The Companies Law makes specific provisions for companies whose business is to be carried out mainly outside the Islands. Such companies, called exempted companies, are the normal preferred corporate body used for offshore businesses (including for investment fund purposes and efficient tax planning purposes).
The advantages afforded to exempted companies by the law include:
(1) a tax-free guarantee may be granted for a period of up to 30 years — a 20-year guarantee is normally granted, which may be extended to 30 years
(2) names and addresses of shareholders (except for the first subscribers to the memorandum and articles of association) are not made public or filed with the Registrar of Companies. However, full disclosure must be made to the registered office service provider and the board of directors, with due diligence being carried out on each shareholder
(3) the annual reporting requirements consist of a statement signed by a director or the company secretary that the operations of the company have been carried on mainly outside the Cayman Islands and that no changes to the memorandum and articles have been made unless already notified to the Registrar of Companies
(4) bearer shares may be issued if authorised by the memorandum and articles of association, but they must normally be immobilised and held by an authorised custodian such as a licensed trust company
(5) the name of an exempted company may be in a foreign language and need not include the word “Limited” or the abbreviation “Ltd”, which is mandatory for ordinary companies
(6) no annual meeting of the shareholders or directors is required.

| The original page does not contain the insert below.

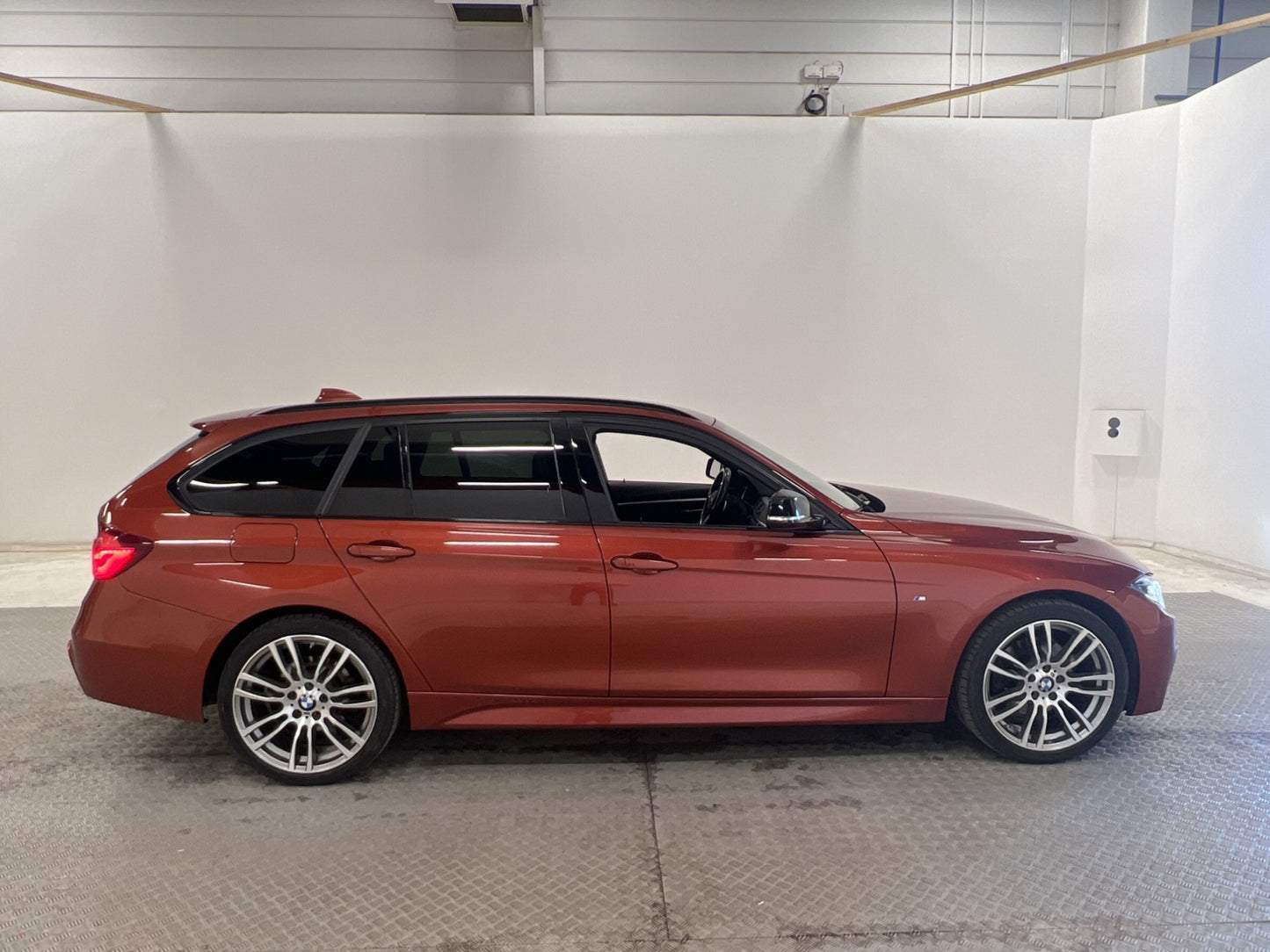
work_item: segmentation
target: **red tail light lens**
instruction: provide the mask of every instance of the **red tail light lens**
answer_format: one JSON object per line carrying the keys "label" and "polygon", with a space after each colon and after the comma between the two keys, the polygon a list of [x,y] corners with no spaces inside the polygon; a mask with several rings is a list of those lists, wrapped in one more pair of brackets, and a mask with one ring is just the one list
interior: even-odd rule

Before the incorporation of any Cayman Islands company for a client is completed, it is necessary for the organisation incorporating the company to conduct thorough due diligence in respect of the client. This includes obtaining certain documentation which typically includes:
(1) a copy of the individual client’s photo page of his or her passport certified by a Notary Public or a Certificate of Incorporation or the equivalent constitutional document for a corporate client certified by a Notary Public
(2) proof of a client’s place of residence
(3) proof of the source of funds being used in the transaction
(4) two references (one character and one professional) in relation to the client and similar references in relation to any persons with whom the client intends carrying on business, and
(5) where the company is to be regulated in the Cayman Islands, a business plan setting out details of the proposed business of the company.
Ordinary resident, ordinary non-resident and exempted companies are all formed and registered in fundamentally the same manner. There are certain extra requirements for the formation of non-resident and exempted companies but also certain exemptions. The principal documents of incorporation are the memorandum of association and articles of association.
Incorporation is accomplished by filing the memorandum of association and articles of association, related documents and the required fees with the Registrar of Companies. The process takes between three and five days. However, there is an express incorporation service which can be used to achieve incorporation on the same day an application is made. On registration the Registrar issues a certificate of incorporation.
Capital structure: There are no debt/equity or thin capitalisation rules.